Para peneliti Balai Litbang Agama (BLA) Jakarta dalam penelitian Eksplorasi dan Digitalisasi Naskah Lampung berhasil mendigital (foto) naskah tidak kurang dari 40 naskah. Jumlah tersebut jika dibanding dengan tingkat kesulitan memperolehnya bukan jumlah yang kecil, mengingat penelusuran yang dilakukan adalah naskah-naskah yang ada di masyarakat bukan yang ada di lembaga.
Provinsi Lampung dikenal dengan julukan Sai Bumi Ruwa Jurai, yang artinya satu bumi yang didiami oleh dua macam masyarakat (suku/etnis), yaitu masyarakat Pepadun dan Sai Batin (Danardana, 2008: 19). Masyarakat Pepadun adalah masyarakat yang mendiami bagian tengah dan pedalaman Lampung, seperti Tulangbawang (Migo Pak), Abung (Abung Siwo Migo), Sungkay-Way, Kanan, dan Pubian (Pubian Telu Suku), dan Buay Lima.
Masyarakat-masyarakat adat Pepadun ini sekarang banyak mendiami wilayah-wilayah Kabupaten Lampung Timur, Lampung Tengah, Lampung Utara, Way Kanan dan Mesuji. Sedangkan masyarakat Sai Batin adalah masyarakat yang mendiami daerah pesisir pantai, seperti wilayah Kabupaten Lampung Selatan, Kabupaten Pesisir Barat, Kabupaten Lampung Barat, Way Lima di Kabupaten Pesawaran, Kabupaten Tanggamus dan Teluk Betung di Bandar Lampung (BPS Provinsi Lampung, 2001: xxxix; Hidayah, 2015: 205; Iswanto, 2016: 108).
Oleh karena itu, kajian eksplorasi dan digitalisasi naskah-naskah Lampung di Bandar Lampung, Kalianda-Lampung Selatan, dan Negararatu-Lampung Utara merupakan wilayah-wilayah yang menjadi representasi dari dua masyarakat adat yang ada di provinsi Lampung.
Perbedaan yang mendasar dari dua masyarakat adat tersebut adalah mengenai status dan gelar seorang pemimpin/raja adat. Bagi adat Sai Batin, dalam generasi (masa/periode) kepemimpinan hanya mengenal satu orang raja adat yang bergelar sultan (suttan). Hal itu sesuai dengan istilahnya yaitu Sai Batin (satu orang junjungan). Seorang Sai Batin adalah seorang sultan berdasarkan garis lurus sejak zaman keratuan di Lampung dahulu kala.
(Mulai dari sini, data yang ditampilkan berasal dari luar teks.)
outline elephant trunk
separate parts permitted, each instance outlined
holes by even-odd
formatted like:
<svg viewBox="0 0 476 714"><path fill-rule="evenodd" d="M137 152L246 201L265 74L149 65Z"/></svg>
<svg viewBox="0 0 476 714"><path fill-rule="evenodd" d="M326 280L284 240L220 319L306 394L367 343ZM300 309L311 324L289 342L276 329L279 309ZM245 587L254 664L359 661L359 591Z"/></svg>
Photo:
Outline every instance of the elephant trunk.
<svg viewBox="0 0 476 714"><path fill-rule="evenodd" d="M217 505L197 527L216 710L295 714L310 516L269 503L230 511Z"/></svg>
Adapun dalam kelompok masyarakat Pepadun (Singgasana) dikenal kepala-kepala adat yang disebut dengan Punyimbang dengan gelar sultan (suttan). Namun sultan ini juga dapat memberikan gelar sultan kepada siapa saja dalam masyarakat adat asalkan dapat memenuhi syarat-syarat dalam pesta adat cakak pepadun (naik tahta/singgasana).
Mengacu pada istilah lain dalam disiplin sosiologi (Iswanto, 2016: 108) dalam kajiannya menyebutkan bahwa posisi raja adat dalam masyarakat adat Sai Batin adalah sebuah status yang diwariskan (ascribed status), sedangkan raja adat dalam masyarakat adat Pepadun adalah status yang dinilai dan diukur pada kemampuan dalam kontrak sosial dalam sidang adat.